AI to UX…The First Steps Toward Becoming A Data Powerhouse

Leveraging technology to maximize business outcomes

According to a recent survey of Fortune 500 CEOs, 75% said that the COVID-19 pandemic will accelerate the pace of technological transformation within their organization. 

This is particularly true as it relates to data and intelligence, where Artificial Intelligence (AI) and Machine Learning continue to evolve in order to assist with prediction, prescription and analytics to help guide business.

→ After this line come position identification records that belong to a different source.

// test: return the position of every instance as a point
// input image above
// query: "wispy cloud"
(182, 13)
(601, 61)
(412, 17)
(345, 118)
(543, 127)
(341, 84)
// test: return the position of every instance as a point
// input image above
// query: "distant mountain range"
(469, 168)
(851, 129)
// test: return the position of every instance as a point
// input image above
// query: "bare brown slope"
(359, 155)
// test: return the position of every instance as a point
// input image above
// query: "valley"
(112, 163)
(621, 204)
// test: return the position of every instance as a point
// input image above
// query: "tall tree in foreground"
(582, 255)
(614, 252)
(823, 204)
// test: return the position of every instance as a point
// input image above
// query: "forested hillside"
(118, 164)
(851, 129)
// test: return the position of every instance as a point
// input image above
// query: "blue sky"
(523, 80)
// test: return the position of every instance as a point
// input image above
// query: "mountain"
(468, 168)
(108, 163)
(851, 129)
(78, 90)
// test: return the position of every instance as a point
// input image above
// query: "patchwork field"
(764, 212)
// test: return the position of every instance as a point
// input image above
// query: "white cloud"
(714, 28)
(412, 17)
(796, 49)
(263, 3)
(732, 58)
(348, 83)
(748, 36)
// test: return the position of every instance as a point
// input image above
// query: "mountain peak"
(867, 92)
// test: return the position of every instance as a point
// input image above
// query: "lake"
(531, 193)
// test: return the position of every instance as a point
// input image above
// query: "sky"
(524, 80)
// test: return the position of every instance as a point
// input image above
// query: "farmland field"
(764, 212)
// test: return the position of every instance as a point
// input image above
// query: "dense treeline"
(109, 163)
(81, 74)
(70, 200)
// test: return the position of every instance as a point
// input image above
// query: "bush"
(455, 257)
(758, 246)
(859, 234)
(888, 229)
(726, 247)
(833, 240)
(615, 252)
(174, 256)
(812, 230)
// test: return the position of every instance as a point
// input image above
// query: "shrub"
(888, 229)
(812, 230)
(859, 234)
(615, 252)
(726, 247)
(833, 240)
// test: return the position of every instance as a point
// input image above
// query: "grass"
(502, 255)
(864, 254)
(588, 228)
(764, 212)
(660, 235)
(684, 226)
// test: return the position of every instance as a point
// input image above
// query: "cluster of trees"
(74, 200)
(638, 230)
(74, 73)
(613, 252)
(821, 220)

Last month, Jennifer Casey, Senior Marketing Director, Cognizant moderated a webinar that focused on AI, data modernization and virtual software engineering. She was joined by Cognizant’s SVP and Global Head of AI and Analytics, Bret Greenstein and Andres Angelani, CEO of Cognizant Softvision, who discussed what steps companies need to take in order to become a data-powerhouse right now.

Taking that first step to embracing AI and machine learning can be daunting, and knowing where to start often is one of the key roadblocks facing companies and executives today. 

Before getting started, it’s important to keep your ‘eyes on the prize.’ For most organizations, that means how can we leverage technology, in this case AI, in order to maximize our business outcomes?  

This starts with data, and AI can be the silver bullet that helps you unlock insights and understanding that put your organization on the road to becoming a technology company.   

A closer look at three quick AI wins can be key to get you driving in the fast lane and closer to creating a better and more memorable user experience: 

  • Leveraging Conversational AI – Many of us are already using some version of AI in our everyday activity. This includes speaking to a voice assistant or chat bot, such as Alexa or Siri. These are entry points for many organizations. Conversational AI digitizes the user experience by capturing words, intent, and tone. The benefit to many organizations is it provides a deeper understanding of the users, while reducing the time it takes to solve problems. This gives the organization and its employees valuable time back to help consumers and clients solve more complex problems. 
  • Understanding Unstructured Data – It’s important to remember that the majority of data we have access to and analyze today likely comes from back-office and ERP systems already in place. We call information derived from these types of systems ‘data we know.’ However, the real value comes from the ability to tap into and understand unquantified, unstructured data. We refer to this as the data we don’t know, and this typically represents about 80% of the data within an organization. This can be any type of data, such as video, audio, images, sounds or Internet of Things data. AI can help you harness this type of noise and unstructured data and turn it into meaningful insights that help your business and create a better experience for your customers. A great example of this might be camera footage of a parking lot at a retail store. This video can clearly define how much traffic you’re getting each day, each week, or a certain time of day. Additionally, that video may also shed light on the volume of traffic your competition is getting next door or across the street. Interpreting these images can yield valuable insights into what is driving your business, and how to maximize the purchasing power of your audience during a particular day or time.
  • Forecasting for the Future – Projecting two percent growth year over year is not difficult when you have access to operational data you know, and a global pandemic hasn’t swept through your business. But as we’ve seen with COVID-19, the existing conditions you enjoyed just last quarter or last year don’t exist anymore, and adjustments need to be factored in. Machine Learning and AI can assist with developing better forecasting and modeling for the future, mainly because science makes us smarter. The science is not beholden to emotions or hunches. It provides us with an honest rationale and adaptable models that reflect real-time data and changes. 

All these entry points for AI lead to a better experience for an organization, and its customers. AI makes organizations smarter, creating more systems that deliver textured data and insights. This helps organizations relate more to their customers and their makeup, such as what sports they watch, what events happen in their town, the price of gas, etc. 

This type of hyper local data can lead not just to good product development, but great product development. Rich data points, including behavioral sets, can help deliver a more intimate level of personalization that was harder to achieve before. 

All this contributes to a closer, deeper relationship between the organization and its customer, one that can actually grow, even during a pandemic.